The mayor said the attack — which left a 15-year veteran of the Jersey City police force and three Jewish residents dead, plus numerous others wounded — confirmed “a sad truth.
“There is a crisis of antisemitism gripping this nation; there is a crisis of antisemitism in this city, it has continued to take on a more and more violent form all over this country,” he said.
“Now we have seen this extraordinarily, extreme form of violence reach the doorstep of New York City, and we have to take that as a warning sign.
We have to understand as I have heard from so many members of the Jewish community, that people are now living in constant fear.
“Members of the Jewish community have now told me they no longer feel comfortable wearing anything that is a symbol of their faith for fear of an attack. That is absolutely unacceptable in a free society; that anyone should have to feel that way, from any faith or any background.
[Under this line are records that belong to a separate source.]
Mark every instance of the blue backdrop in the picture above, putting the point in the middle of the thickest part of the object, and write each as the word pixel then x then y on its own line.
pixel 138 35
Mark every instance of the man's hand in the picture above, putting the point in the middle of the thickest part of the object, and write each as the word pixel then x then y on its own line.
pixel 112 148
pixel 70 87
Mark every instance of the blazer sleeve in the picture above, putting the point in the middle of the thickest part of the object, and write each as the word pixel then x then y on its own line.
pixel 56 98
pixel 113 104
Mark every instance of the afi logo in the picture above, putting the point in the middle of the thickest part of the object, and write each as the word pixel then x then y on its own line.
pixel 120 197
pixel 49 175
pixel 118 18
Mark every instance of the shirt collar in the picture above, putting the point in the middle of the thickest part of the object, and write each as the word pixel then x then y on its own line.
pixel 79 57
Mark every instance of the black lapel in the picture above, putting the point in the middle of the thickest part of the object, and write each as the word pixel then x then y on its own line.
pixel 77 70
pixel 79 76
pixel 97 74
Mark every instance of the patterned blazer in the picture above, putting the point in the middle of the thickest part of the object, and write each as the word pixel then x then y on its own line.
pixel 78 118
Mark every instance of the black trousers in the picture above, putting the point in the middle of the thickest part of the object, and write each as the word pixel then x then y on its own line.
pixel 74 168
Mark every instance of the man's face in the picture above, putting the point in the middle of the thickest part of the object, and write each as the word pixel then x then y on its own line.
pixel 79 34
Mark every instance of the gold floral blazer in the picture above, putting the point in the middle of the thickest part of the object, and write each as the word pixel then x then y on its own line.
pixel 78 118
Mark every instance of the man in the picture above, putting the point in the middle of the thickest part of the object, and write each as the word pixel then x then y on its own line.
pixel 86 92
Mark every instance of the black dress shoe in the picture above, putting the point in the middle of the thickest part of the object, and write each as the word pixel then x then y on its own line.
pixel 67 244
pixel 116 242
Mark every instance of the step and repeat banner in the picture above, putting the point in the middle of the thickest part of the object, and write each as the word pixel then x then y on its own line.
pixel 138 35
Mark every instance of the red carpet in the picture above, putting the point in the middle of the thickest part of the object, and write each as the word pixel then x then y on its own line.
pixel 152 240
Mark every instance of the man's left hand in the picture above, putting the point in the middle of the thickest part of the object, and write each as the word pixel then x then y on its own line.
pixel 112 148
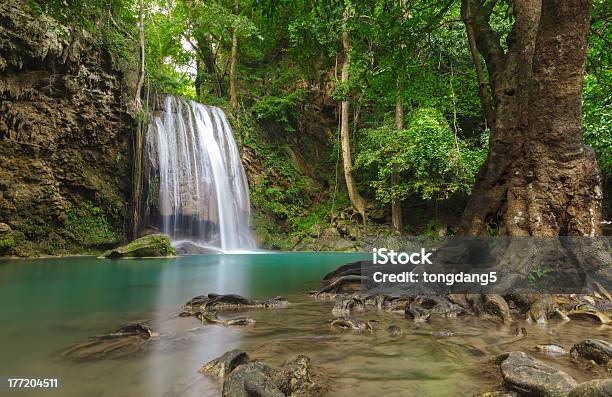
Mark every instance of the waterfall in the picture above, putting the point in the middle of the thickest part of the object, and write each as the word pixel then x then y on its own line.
pixel 195 165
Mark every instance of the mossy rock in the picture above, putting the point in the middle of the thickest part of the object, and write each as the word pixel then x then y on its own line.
pixel 154 245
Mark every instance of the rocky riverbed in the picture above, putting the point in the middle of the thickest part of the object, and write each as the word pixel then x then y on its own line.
pixel 519 345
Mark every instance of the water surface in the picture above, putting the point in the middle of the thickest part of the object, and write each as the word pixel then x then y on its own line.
pixel 49 305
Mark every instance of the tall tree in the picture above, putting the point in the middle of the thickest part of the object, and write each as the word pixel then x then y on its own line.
pixel 539 178
pixel 234 62
pixel 356 199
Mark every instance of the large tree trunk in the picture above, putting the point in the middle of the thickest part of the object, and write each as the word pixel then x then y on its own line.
pixel 356 200
pixel 540 179
pixel 397 217
pixel 234 62
pixel 466 15
pixel 138 139
pixel 206 55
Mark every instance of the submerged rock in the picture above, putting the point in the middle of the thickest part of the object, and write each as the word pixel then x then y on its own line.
pixel 593 388
pixel 222 366
pixel 229 303
pixel 213 318
pixel 544 309
pixel 128 340
pixel 293 378
pixel 154 245
pixel 342 285
pixel 593 349
pixel 351 323
pixel 551 349
pixel 532 377
pixel 499 393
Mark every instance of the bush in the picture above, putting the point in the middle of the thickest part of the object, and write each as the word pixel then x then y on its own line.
pixel 90 227
pixel 429 160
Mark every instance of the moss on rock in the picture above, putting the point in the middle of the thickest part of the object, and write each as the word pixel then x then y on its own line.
pixel 154 245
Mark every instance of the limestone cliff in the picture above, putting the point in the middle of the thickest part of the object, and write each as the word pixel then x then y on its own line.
pixel 64 137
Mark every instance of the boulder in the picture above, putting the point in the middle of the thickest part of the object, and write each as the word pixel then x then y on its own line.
pixel 154 245
pixel 593 388
pixel 222 366
pixel 532 377
pixel 293 378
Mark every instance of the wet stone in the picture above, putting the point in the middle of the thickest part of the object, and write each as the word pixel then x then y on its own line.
pixel 532 377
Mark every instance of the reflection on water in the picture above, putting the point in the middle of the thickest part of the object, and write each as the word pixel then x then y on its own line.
pixel 52 304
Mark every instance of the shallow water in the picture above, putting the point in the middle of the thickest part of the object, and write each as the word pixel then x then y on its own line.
pixel 49 305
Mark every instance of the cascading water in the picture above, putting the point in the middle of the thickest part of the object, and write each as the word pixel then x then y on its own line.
pixel 195 164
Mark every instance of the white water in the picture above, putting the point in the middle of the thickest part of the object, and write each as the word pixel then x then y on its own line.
pixel 203 190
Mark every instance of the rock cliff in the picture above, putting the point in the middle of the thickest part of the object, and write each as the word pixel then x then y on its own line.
pixel 65 133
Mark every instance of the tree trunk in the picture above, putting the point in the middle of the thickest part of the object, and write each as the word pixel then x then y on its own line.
pixel 207 56
pixel 482 88
pixel 356 200
pixel 137 99
pixel 138 139
pixel 396 205
pixel 539 178
pixel 563 193
pixel 234 62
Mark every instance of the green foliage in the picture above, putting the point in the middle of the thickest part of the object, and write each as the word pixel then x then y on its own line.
pixel 7 243
pixel 538 274
pixel 597 105
pixel 429 159
pixel 89 226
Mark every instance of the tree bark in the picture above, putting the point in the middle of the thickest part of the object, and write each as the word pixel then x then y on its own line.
pixel 539 178
pixel 397 216
pixel 137 97
pixel 234 62
pixel 138 138
pixel 356 200
pixel 482 88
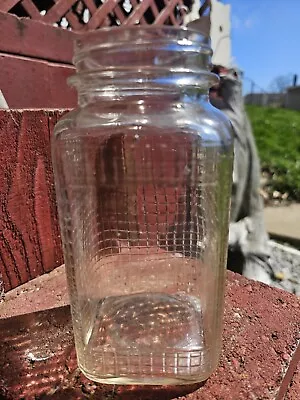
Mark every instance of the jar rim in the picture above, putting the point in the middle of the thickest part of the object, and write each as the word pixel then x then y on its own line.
pixel 109 37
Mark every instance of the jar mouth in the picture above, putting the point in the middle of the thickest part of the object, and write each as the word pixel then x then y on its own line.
pixel 137 55
pixel 136 35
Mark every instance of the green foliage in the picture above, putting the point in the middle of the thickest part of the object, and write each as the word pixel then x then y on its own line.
pixel 277 134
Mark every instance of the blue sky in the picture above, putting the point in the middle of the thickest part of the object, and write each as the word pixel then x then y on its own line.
pixel 266 38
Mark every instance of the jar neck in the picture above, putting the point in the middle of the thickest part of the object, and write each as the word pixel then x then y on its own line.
pixel 115 63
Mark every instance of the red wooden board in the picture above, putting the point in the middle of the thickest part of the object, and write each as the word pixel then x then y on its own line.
pixel 29 83
pixel 29 232
pixel 22 36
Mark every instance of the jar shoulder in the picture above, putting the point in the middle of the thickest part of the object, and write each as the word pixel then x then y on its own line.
pixel 197 117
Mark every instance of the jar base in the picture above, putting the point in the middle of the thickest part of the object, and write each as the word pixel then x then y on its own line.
pixel 146 380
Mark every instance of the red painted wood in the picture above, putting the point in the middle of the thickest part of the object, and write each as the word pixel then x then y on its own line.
pixel 28 83
pixel 29 232
pixel 22 36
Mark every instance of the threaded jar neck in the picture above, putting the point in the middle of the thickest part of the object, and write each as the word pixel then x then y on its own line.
pixel 134 59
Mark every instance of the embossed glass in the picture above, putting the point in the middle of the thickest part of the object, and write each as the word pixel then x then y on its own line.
pixel 143 173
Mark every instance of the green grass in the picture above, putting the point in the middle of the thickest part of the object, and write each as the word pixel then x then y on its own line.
pixel 277 135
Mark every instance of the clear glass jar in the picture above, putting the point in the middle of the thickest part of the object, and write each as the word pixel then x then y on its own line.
pixel 143 179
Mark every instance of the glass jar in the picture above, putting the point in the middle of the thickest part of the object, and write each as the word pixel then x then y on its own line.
pixel 143 179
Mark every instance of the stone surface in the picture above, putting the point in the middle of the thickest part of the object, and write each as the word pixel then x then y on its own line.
pixel 261 334
pixel 42 293
pixel 283 221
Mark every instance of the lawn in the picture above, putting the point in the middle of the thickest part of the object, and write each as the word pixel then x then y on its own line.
pixel 277 134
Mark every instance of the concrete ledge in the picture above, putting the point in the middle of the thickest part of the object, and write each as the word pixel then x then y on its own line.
pixel 259 358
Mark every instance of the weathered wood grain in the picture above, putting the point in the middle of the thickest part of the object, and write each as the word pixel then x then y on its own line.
pixel 23 36
pixel 29 232
pixel 29 83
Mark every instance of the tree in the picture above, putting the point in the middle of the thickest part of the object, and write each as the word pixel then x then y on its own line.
pixel 281 83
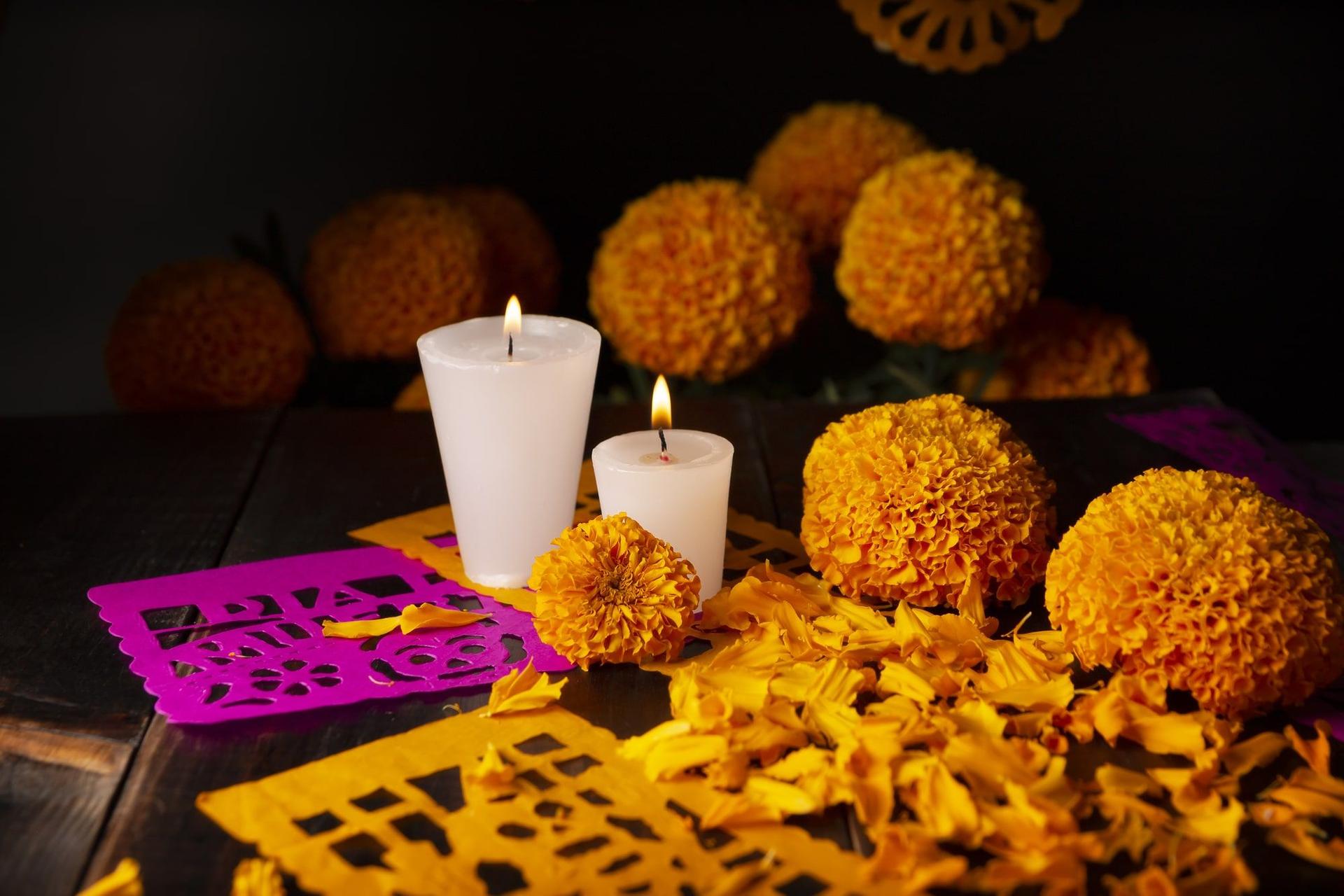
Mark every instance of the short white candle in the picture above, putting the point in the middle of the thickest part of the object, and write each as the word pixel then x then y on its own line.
pixel 682 500
pixel 511 434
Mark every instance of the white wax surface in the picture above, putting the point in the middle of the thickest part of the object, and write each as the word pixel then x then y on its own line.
pixel 511 434
pixel 685 503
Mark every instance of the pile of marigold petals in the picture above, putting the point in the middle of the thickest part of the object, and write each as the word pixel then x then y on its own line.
pixel 952 748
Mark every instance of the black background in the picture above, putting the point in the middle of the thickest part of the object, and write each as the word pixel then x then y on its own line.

“It’s a national problem unquestionably but it’s here now and we have to recognize that this is a crisis. There’s been an uptick in hate crimes in this city directed against the Jewish community, some acts of vandalism and hateful symbolism but some physical assaults.
“Until yesterday we had not seen in the New York metropolitan area for many years the level of violence directed at the Jewish community that we saw in Jersey City.
“And so we have to understand we’ve entered a new reality. No one is happy about it but we have to be honest about it.
“What we saw yesterday was a pre-meditated, violent, anti-Semitic hate crime,” De Blasio said — the first official to actually call the attack an “anti-Semitic hate crime.”
He was also the first to finally use the word “terror” as well.
“In other words, you can say it was an act of terror, because it was premeditated, because it was violent, because it was directed at the Jewish community,” he said bluntly. It was not clear, however, whether the attack had been formally classified as a hate crime, and/or a terror attack, by the New Jersey State Attorney General’s Office who is handling the investigation.
“There’s still a lot we need to know. The investigation is preliminary and we only have some of the picture of what happened in Jersey City.
“But it is enough to tell us that this was an act of hate and an act of terror,” De Blasio said.
“History teaches us to take these warning signs seriously and we in New York City have to lead. We have to show our country what a vigorous response looks like — and it will have to go farther than anything we’ve done previously.
“So to the members of the Jewish community of this city, my message is, we will keep you safe. We will use the largest and best police force in this nation to protect you but we’re going to have to do a lot more at the community level to engage community members and community leaders of all communities in common cause to root out hate.”
New York State Police have increased patrols near synagogues and Jewish establishments as well, Governor Andrew Cuomo said.